14. I’m an associate at a
large firm. I have never seen the firm’s IOLTA checkbook or bank
statements and I do not have signing authority. Do I have to report
the IOLTA account on my annual registration?
Yes. If you or
the firm that you work for maintains one or more fiduciary accounts,
you must submit the information for any account in which the funds
of more than one Connecticut client are kept. Sections
2-27(d), 2-28(c) of the Connecticut Practice Book.
15. I
did a reconciliation and found five very old checks that were never
cashed. What should I do with the money?
Stop payment on the
checks. Even though the checks are old, a bank may honor the checks
if they are presented for payment. Attempt to contact the payees on
the checks and offer to provide them with a new check. You may
transfer the money to a separate trust account, if appropriate, or
you may keep the funds in the trust account. Whatever you do, keep a
written record of the outstanding checks since you need them for
your reconciliations. Once it has been more than seven years since
you heard from the payee, you may escheat the money to the State of
Connecticut pursuant to
Section 3-61a of the Connecticut General Statutes.
16. We
recently reconciled our books in accordance with the quarterly
reconciliation requirements and discovered there is $5000 in our
account that does not appear to belong to any client and is not
represented by an outstanding check. Can we assume that the money is
earned fees we forgot to transfer out?No. The only time you
should take funds from the trust account for fees is when you know
that the funds represent fees earned. Since the funds may be fees,
in part, you should undertake a complete accounting of the trust
account. The unaccounted for funds should be tracked in a separate
ledger. As the accounting identifies interest-holders, you should
endeavor to return the identified funds to the appropriate
interest-holder. When, in good faith, you reach a point where you
can no longer identify an interest-holder, those funds should be
tracked in the trust account in its own ledger and held for the
statutory period to be escheated to the state as abandoned fiduciary
property.17. I am just an associate at a law firm. The firm
is not going to let me review their bank accounts or financial
records. Am I responsible if they are not doing the proper
recordkeeping?No. You are responsible, however, for
reporting any Rule violations by another member of the bar which
“raises a substantial question as to the lawyer’s honesty,
trustworthiness or fitness as a lawyer in other respects...”
Rule 8.3 of the Rules of Professional Conduct.

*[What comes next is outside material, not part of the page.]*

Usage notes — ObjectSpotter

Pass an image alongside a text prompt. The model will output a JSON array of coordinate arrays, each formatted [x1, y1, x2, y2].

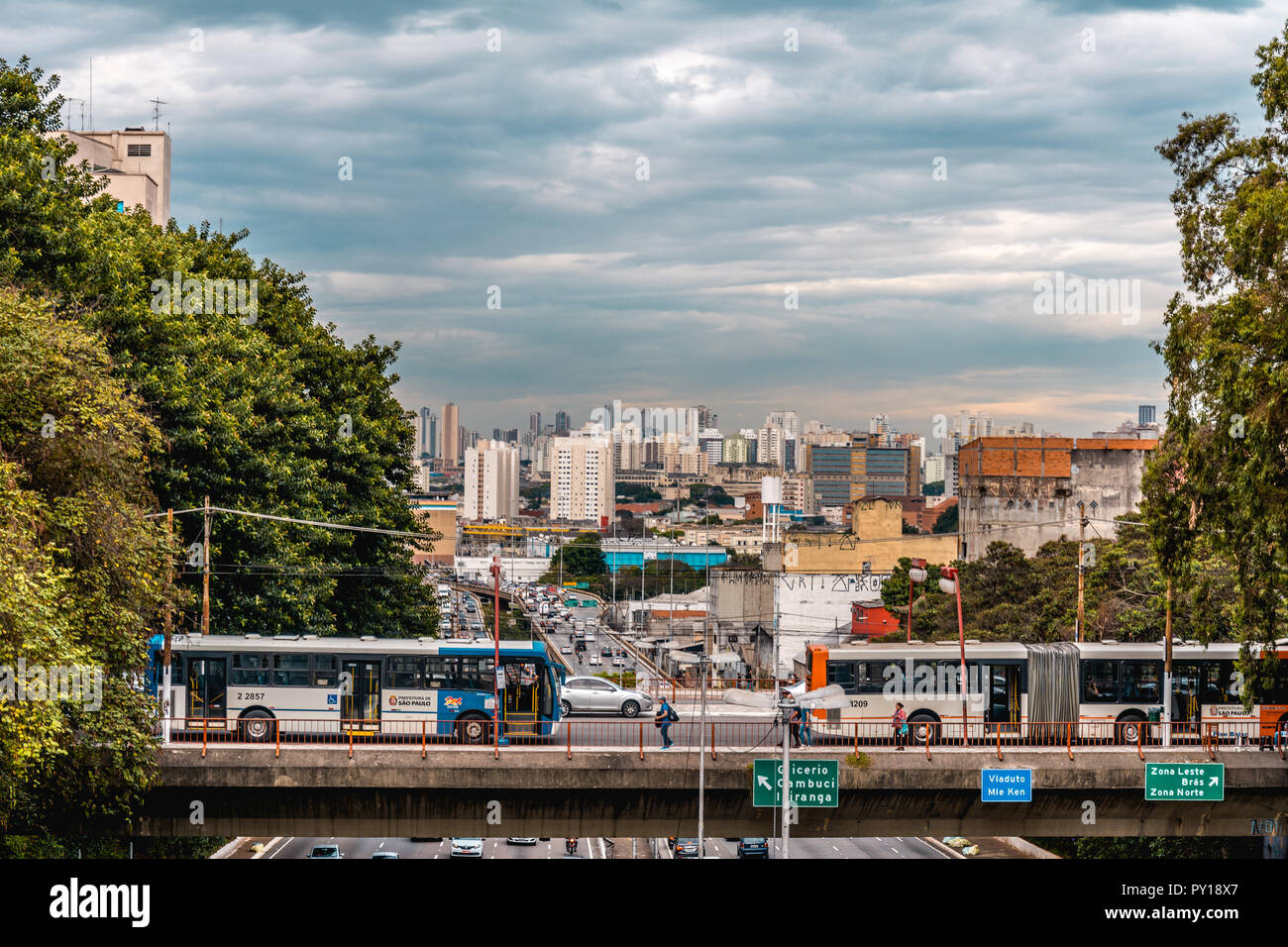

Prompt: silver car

If you are
personally asked to do anything unethical in connection with the
trust account, you must decline and report that behavior to the
Statewide Grievance Committee.
18. I suspect that a partner
is stealing funds from the trust account, what should I do? Can I
make an anonymous complaint to the Statewide Grievance Committee?
You cannot make an anonymous complaint. If you are a partner in
the firm, then perform an audit of the books either yourself or hire
an independent accountant to review the books. If you are an
associate, you can raise your concern to another partner. If you can
substantiate your suspicions, then you should file a grievance
complaint containing as much documentary evidence as possible. If
you are uncomfortable with filing a grievance complaint, you can
contact the Statewide Bar Counsel’s Office in writing and provide
them with the information. The Statewide Bar Counsel’s Office can
request that a local grievance panel investigate the Respondent and
file a grievance complaint, if warranted.
19. Is it
appropriate to use the trust account for an attorney’s personal
expenses if the account does not hold clients’ funds?
It is
never appropriate to use the trust account for an attorney’s
personal use. It is inappropriate to hold more than an amount
sufficient for paying reasonable fees and expenses to maintain the
trust account.
Rule 1.15(c) of the Rules of Professional Conduct. Using a trust
account as a depository for the attorney’s personal funds is a
violation of the Rules of Professional Conduct and may be a
violation of other rules, statutes or criminal laws.